I maltrattamenti emersi dalle chat tra colleghi
“Era da rabbrividire – scrive una oss dopo una notte passata in reparto -. I pazienti erano in condizioni disumane. Ho dovuto chiamare una collega di un altro nucleo per farmi aiutare. Questi non hanno coscienza. È vergognoso lasciare le persone così, spegnere i campanelli e dire ‘sei asciutta’ solo per non alzarsi”.
Le testimonianze emergono dalle chat una dopo l’altra. Ecco alcuni esempi:
“Erano completamente zuppi, con le traverse fino alla testa”.
“Uno non riesce a trovare mezz’ora per cambiare i pazienti, ma per dormire sì”.
“Una povera signora tremava, tutta zuppa di pipì”.
“La collega mi ha detto che la paziente beve tanto. Le ho risposto ‘che che cazzo c’entra’, in francese”.
“L’infermiera non ha fatto il giro, diceva di avere altro da fare”.
“Non sanno attaccare l’ossigeno”.
“Non sanno usare l’aspiratore.
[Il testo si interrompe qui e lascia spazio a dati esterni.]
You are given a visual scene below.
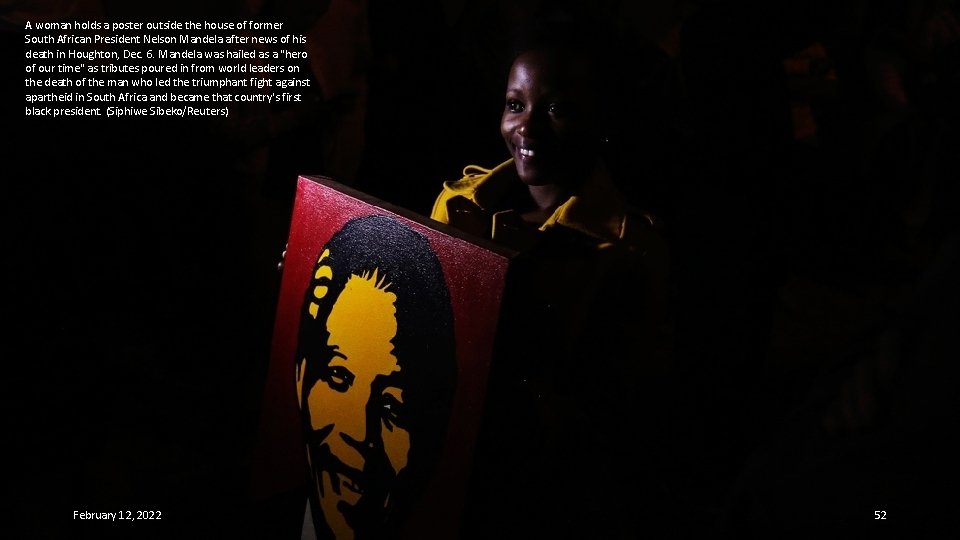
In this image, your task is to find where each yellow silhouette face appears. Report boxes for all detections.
[298,270,410,538]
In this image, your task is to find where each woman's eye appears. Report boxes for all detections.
[322,366,353,392]
[507,99,523,113]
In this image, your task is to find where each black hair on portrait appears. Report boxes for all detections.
[297,215,457,536]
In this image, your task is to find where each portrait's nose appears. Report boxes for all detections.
[340,394,367,450]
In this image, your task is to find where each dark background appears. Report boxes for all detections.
[0,0,960,538]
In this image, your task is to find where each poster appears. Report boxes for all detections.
[251,177,510,538]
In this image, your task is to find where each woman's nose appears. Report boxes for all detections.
[517,111,543,137]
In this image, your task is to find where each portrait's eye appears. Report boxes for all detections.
[320,366,353,392]
[507,99,523,113]
[380,392,405,431]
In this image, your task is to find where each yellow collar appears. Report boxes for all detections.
[445,158,627,241]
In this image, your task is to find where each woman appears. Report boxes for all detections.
[432,9,668,537]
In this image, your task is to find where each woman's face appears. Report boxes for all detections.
[500,50,601,186]
[304,271,410,538]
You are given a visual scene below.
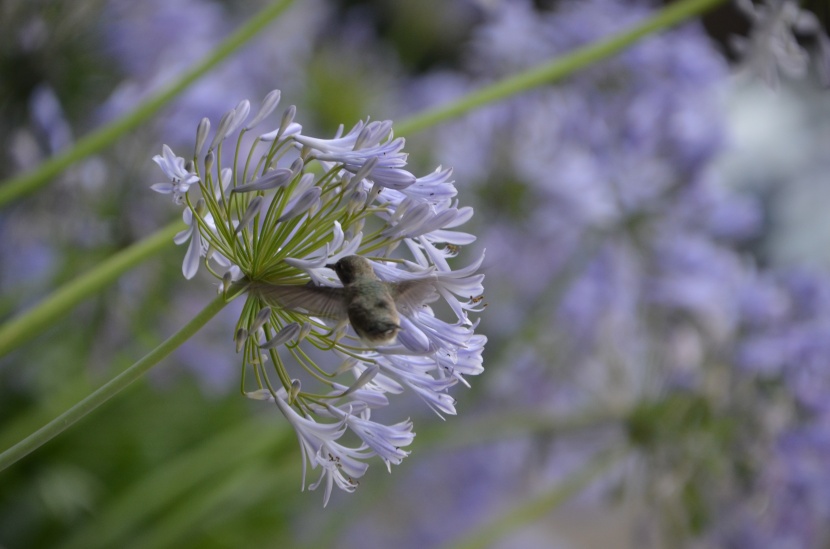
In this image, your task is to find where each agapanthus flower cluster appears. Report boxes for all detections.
[152,91,486,502]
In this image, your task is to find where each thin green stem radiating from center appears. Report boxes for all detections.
[0,0,725,474]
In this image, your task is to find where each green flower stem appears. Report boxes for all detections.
[0,0,725,356]
[448,449,622,549]
[0,220,184,357]
[0,287,237,471]
[395,0,726,135]
[0,0,292,206]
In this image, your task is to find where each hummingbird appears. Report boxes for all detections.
[253,255,438,348]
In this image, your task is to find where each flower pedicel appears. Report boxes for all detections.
[152,91,487,503]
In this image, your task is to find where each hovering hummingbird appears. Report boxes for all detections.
[253,255,438,347]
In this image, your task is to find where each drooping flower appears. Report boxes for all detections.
[153,92,486,502]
Gliel’ho dovuto spiegare io”.
“Questi non parlano neanche una parola d’italiano. Come fanno ad affrontare una terapia?”.
“L’unico infermiere che c’era indossava solo il camice verde, senza tuta, senza calzari, senza cuffia. Gli ho detto io di buttare i pannoloni nei sanibox”.
“Abbiamo trovato flebo chiuse da ieri. Le pazienti erano ferme lì, come oggetti”.
C’è poi un’operatrice che scrive: “Mi autorizzate a leggere tutto alla direzione?”. E un’altra risponde: “A che serve? Loro lo sanno già. Stiamo a guardare come muoiono”. In mezzo a tanta approssimazione, c’era però chi svolgeva il proprio lavoro con abnegazione: “Noi agiamo per coscienza. Se abbiamo un minimo di etica professionale, dobbiamo fare noi i controlli”. Già, perché pare che di controlli ufficiali non vi fosse nemmeno l’ombra.